It has been a week since the Massachusetts National Guard released a pile of previously withheld damning documents related to the abuse of the public process in the review of the proposed machine gun range on the Upper Cape Water Supply Reserve at Joint Base Cape Cod. The emails speak for themselves and invalidate the alleged legitimacy of the Guard’s consideration of substantive public concerns and comments.
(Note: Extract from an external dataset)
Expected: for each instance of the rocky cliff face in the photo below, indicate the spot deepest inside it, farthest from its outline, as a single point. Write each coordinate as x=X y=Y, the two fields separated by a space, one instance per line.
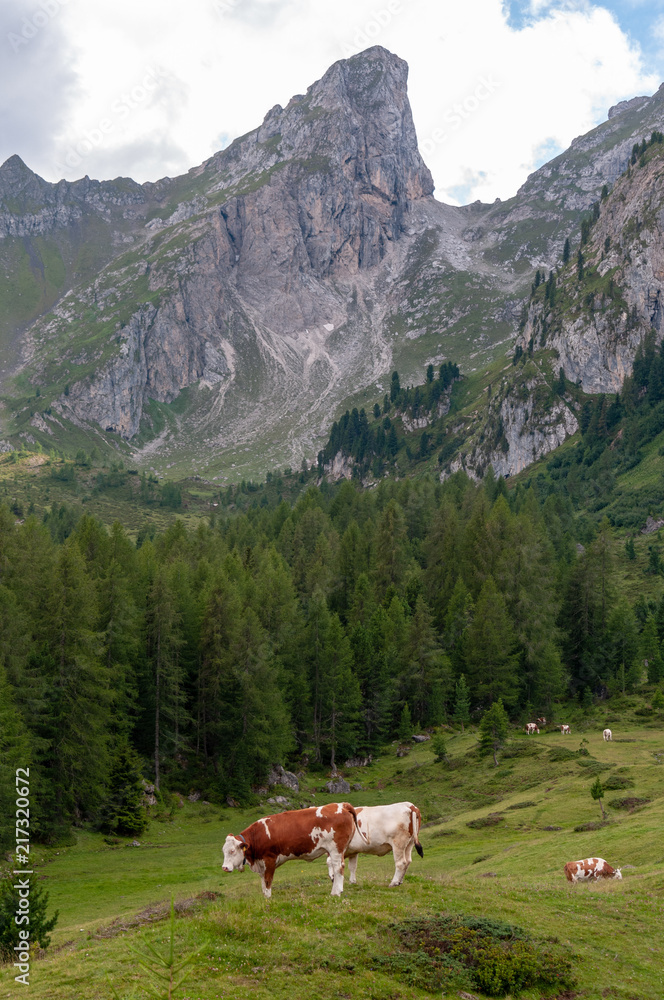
x=221 y=319
x=599 y=319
What’s really interesting and puzzling is that the Guard has not offered any comment looking to mitigate the damage to their credibility, nor have they a offered a counter narrative seeking to reassure the public that there is an alternative view that puts the comments made by the Guard’s project lead in a better light.
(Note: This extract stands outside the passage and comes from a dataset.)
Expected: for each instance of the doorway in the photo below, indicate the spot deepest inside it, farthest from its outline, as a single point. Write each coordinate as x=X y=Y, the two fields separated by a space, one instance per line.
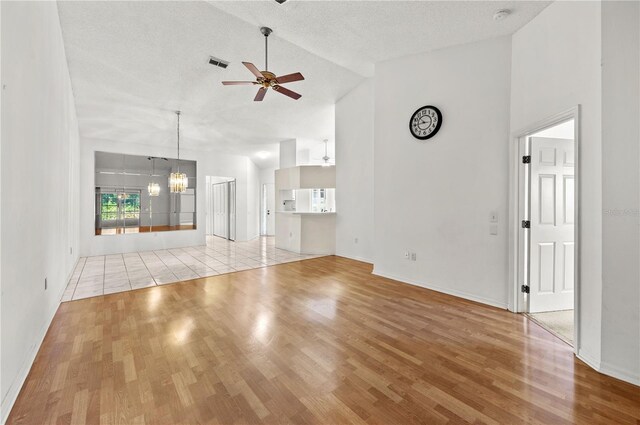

Perhaps the Guard hasn’t offered a public defense because their senior leadership can’t find the words to convince the public that it’s okay to denigrate the members of the public who are concerned with protecting the Cape’s water supply as adversaries of the military; that it’s okay to characterize and then deride the assumed political beliefs and affiliations of the public exercising its right to comment on proposed activities on the base; that it is okay to admit that their own project cannot survive further review while also telling the public the assessment was complete and thorough; and finally that it’s okay to withhold public documents not once but twice.

Maybe no one from the Guard has tried to make those arguments because there are no arguments to be made to explain away the deceptive practices used to try to force this project onto a location for which it is poorly suited.